1k Views Asked by At

I'm reading a paper (section 5.1) that approximated the expected value of a function $f(X,Y)$ of two random variables using Gibbs sampling.

As far as I know the expectation of $f(X,Y)$ is defined to be:

$E[f(X,Y)] = \sum_{x}\sum_{y}p(X=x,Y=y) f(x,y)$

what they said in the paper is that this is very expensive to compute so they said that we approximate the expectation by drawing a sample from the joint distribution using Gibbs sampling and then calculate the expectation as the following:

1- Draw a sample $x$ using Gibbs sampling.

2- Then $E[f(X,Y)] = \sum_{y}p(Y=y|x) f(x,y)$.
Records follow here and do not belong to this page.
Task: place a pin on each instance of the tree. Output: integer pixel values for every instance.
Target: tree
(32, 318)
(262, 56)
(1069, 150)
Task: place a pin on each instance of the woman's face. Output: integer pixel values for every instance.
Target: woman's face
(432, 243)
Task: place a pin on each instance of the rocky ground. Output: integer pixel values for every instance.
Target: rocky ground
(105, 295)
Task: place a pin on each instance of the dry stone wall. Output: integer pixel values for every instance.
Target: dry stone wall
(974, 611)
What I don't understand is step 2. I don't why we removed the summation over all values of $x$ and why we are using the conditional probability and the link or idea behind how a sample of $x$ from the joint distribution would make up that equation in 2. How and why is that equivalent to the expectation?!
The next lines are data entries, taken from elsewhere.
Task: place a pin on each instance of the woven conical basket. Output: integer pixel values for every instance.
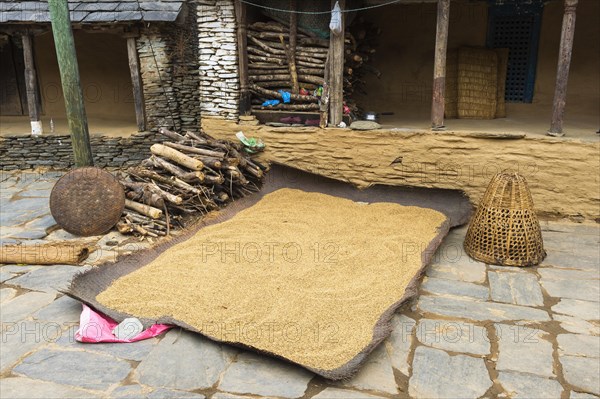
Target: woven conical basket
(505, 230)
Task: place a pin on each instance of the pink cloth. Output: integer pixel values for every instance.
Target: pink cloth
(95, 327)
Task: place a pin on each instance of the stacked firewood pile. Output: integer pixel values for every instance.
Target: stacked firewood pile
(277, 63)
(362, 39)
(281, 59)
(189, 174)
p.s. I don't have excellent skills in probability theory so please elaborate your answers :)

1

There are 1 best solutions below

0
On

I'll address your questions in order:

  1. The $x$ disappears from the second equation because it is being provided by the Gibbs Sampler, hence it is not a explicit variable of integration.
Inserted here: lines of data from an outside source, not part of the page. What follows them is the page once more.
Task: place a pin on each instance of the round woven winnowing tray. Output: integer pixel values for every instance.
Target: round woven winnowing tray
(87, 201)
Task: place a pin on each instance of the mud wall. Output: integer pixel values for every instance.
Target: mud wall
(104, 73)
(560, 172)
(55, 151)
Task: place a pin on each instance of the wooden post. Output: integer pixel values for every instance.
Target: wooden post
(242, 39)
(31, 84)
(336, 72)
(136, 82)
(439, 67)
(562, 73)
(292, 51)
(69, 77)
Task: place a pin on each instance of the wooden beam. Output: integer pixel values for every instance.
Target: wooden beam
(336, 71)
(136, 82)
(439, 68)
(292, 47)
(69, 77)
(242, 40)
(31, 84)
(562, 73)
  2. The second equation is indeed confusing, because the LHS does not actually mathematically follow from the RHS! They are relying on the behavior of the Gibbs Sampler to make the second equation work out correctly. Specifically:

The RHS of the equation is actually giving you the conditional expected value of the function, given a value for $X$: $E[f(X,Y)|X=x] = \sum_{y}p(Y=y|x) f(x,y)$.

Now, the unconditional expecte value of the function is as you have written:

$E[f(X,Y)] = \sum_{x}\sum_{y}p(X=x,Y=y) f(x,y)$

I think the missing link, so to say, is that the above equation can be re-written in terms of conditional expectations:

$E[f(X,Y)] = \sum_{x}P(X=x)E[f(X,Y)|X=x]$

At first glance, this re-formulation looks equally useless as the original for complex functions. However, the key is that the Gibbs sampler will tend to visit each value of $X$ in proportion to its marginal probability, so when you average the conditional expectations, given X, over a large number of random draws of X, you will end up with the unconditional expected value of X.

Basically, instead of analytically averaging out X and Y, you are solving the (usually simpler) problem of analytically averaging out Y given X, then using the Gibbs sampler to perform the "averaging" over X (think Monte Carlo integration, essentially).